RomaSe non è il divorzio definitivo dal partito poco ci manca. Saverio Romano in una sola giornata si è dimesso da segretario regionale dell’Udc siciliano, ha rinunciato al comitato nazionale dei garanti del Partito della nazione - embrione del terzo polo centrista - e non ha preso parte a una votazione politicamente importante come quella sulle intercettazioni di Nicola Cosentino. Avrebbe votato secondo le indicazioni del gruppo, cioè a favore dell’utilizzo delle registrazioni, insieme alle opposizioni di centrosinistra, ma non ha potuto.
«Sono arrivato in ritardo», ha spiegato. Ma si rafforza l’impressione che dell’Udc gli sia rimasta solo la tessera in tasca, la carta intestata e una collocazione nell’Aula di Montecitorio. Un piede dentro il quartiere generale di via dei Due Macelli lo tiene ancora, ma solo perché tutti capiscano che è Casini a cacciare lui e gli altri dissidenti e non il contrario. Romano si limita a rinunciare agli incarichi e motiva la scelta in primo luogo con l’appoggio dell’Udc al nuovo governo siciliano di Raffaele Lombardo, deciso da Casini, senza passare dagli organi regionali del partito.

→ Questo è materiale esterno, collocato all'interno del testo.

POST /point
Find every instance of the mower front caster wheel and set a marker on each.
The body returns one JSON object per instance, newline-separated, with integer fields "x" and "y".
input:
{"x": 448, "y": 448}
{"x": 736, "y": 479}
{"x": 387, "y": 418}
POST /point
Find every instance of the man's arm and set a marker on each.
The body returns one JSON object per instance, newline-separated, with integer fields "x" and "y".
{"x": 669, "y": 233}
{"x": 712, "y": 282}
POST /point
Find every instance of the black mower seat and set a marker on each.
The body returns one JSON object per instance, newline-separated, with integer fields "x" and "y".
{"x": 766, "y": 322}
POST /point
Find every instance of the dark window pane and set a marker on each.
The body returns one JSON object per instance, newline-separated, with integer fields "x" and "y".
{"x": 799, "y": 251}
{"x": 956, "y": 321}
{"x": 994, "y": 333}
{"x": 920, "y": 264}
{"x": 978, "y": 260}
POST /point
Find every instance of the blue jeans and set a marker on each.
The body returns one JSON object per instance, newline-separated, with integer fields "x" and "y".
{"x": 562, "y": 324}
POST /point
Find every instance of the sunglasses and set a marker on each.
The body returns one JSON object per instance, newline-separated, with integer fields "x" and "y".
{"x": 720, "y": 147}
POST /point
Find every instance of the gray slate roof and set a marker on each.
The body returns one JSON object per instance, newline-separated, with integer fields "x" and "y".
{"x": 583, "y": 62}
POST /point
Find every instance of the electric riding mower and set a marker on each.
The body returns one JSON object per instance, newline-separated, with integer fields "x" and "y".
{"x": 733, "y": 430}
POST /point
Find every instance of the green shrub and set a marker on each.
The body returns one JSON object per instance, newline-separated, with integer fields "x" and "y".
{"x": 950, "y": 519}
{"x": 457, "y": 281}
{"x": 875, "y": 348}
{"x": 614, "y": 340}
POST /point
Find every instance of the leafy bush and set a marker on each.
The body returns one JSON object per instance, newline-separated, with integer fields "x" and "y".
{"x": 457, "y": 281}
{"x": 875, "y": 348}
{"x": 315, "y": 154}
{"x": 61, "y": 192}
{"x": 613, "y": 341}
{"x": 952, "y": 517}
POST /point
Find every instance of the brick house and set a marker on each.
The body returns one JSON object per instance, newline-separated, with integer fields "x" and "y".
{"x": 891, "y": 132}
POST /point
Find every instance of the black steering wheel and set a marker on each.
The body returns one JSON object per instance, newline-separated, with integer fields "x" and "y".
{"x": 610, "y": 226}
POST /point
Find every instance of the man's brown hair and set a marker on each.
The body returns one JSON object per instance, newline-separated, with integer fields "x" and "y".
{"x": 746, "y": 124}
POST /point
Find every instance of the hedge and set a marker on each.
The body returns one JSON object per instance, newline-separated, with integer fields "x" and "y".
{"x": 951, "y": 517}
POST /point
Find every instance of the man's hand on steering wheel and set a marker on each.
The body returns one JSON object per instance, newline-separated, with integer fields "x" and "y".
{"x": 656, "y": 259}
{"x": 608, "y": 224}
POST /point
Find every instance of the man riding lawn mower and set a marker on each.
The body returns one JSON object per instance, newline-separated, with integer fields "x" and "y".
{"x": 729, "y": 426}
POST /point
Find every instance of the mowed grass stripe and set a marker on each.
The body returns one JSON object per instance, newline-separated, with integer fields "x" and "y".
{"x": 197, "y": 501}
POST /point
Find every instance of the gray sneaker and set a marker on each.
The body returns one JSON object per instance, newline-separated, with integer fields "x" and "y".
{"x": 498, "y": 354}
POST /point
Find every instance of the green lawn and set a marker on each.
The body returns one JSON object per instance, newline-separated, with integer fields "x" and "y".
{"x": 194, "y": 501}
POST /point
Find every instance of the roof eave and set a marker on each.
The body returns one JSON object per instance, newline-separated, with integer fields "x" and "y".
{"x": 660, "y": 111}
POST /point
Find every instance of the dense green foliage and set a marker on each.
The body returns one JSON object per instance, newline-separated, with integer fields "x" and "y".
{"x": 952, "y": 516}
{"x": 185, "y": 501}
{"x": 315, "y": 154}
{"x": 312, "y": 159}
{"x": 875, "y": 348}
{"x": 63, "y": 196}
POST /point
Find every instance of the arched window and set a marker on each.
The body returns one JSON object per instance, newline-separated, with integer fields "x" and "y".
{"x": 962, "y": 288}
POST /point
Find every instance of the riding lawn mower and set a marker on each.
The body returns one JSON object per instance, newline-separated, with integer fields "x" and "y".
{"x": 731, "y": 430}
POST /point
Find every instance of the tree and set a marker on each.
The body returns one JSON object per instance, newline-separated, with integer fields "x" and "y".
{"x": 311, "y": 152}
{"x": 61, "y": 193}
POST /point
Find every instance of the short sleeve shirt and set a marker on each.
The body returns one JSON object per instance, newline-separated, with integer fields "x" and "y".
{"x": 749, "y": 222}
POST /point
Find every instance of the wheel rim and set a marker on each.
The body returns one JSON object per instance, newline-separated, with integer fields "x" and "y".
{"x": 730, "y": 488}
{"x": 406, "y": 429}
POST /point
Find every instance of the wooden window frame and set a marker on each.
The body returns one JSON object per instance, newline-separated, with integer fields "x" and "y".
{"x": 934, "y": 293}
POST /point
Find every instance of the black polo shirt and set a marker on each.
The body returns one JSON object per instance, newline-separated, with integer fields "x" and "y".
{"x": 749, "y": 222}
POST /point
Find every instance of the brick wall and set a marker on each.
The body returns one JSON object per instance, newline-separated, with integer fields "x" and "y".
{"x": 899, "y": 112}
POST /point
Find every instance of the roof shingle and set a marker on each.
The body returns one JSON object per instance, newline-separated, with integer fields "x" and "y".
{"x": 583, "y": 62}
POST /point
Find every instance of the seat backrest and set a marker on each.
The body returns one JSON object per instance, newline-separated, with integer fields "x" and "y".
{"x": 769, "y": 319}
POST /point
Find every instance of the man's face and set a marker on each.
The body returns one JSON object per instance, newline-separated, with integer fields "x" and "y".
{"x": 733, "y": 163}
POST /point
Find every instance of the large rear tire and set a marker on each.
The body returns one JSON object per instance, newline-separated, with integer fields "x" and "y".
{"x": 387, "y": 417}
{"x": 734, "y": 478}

È il leader che mi sta dimissionando, spiega. Un licenziamento «per ora senza lettera» e senza motivazioni plausibili. Perché «non è vero che sto trattando con Berlusconi». Di una «falsità assoluta», l’idea che lui e gli altri dissidenti, stiano «col cappello in mano» a palazzo Grazioli. Semmai ci sono andati altri, «come dimostrano recenti nomine Udc». «Offensivo» il riferimento agli apostoli e ai Giuda che tradiscano. È stato chi l’ha pronunciato, Casini, a tradire l’idea «del partito del quale facevo parte, quello dell’opposizione responsabile», che valuta le leggi e non si fa problemi a votarle se sono giuste. Casini ha chiesto le dimissioni di Berlusconi, prima di sentire cosa dirà in Parlamento mercoledì prossimo, un atteggiamento «dipietresco» che l’esponente centrista non tollera. E al quale risponde assicurando che lui deciderà cosa votare solo dopo avere ascoltato le ragioni del presidente del Consiglio. Pronto anche a votare in dissenso rispetto al gruppo centrista.
L’accordo di appoggiare la giunta siciliana «con il Pd di D’Alema e Bersani», Fli e Api, poi, è stata l’ultima goccia, «la prova di alcuni indizi che avevo da tempo». L’anticipazione di u ribaltone nazionale pro Pd. Infine ci sono i «segni di intolleranza» verso chi non è in linea con il leader. Ad esempio il «mobbing» contro il deputato Pisacane espulso dal gruppo Udc della Camera per un’intervista. Romano ha chiesto ufficialmente al segretario d’aula Angelo Compagnon di reintegralo, ma - ha raccontato lui stesso - gli hanno spiegato che la decisione è stata presa direttamente da Casini e non è sindacabile Ora tocca a Romano, ai siciliani e gli altri centristi perplessi per l’andazzo filo Pd preso dall’Udc? «Casini - spiega Romano - mi vuole spingere fuori dal partito il più presto possibile. Io gli dico che deve pazientare. Non mi faccio intimidire. Non sono pronto a lasciare il partito».
Ma un pensiero al post 29 settembre Romano l’ha già fatto.

«Se dovessero sfrattarmi avrei davanti a me tre possibilità: o prendere casa in prestito da amici, ma non lo farò, andare sotto un ponte, ma rischierei di prendere un raffreddore, o costruirmi una capanna». E si capisce che è proprio la scelta di un partito-capanna tutto suo quella che Romano intende fare.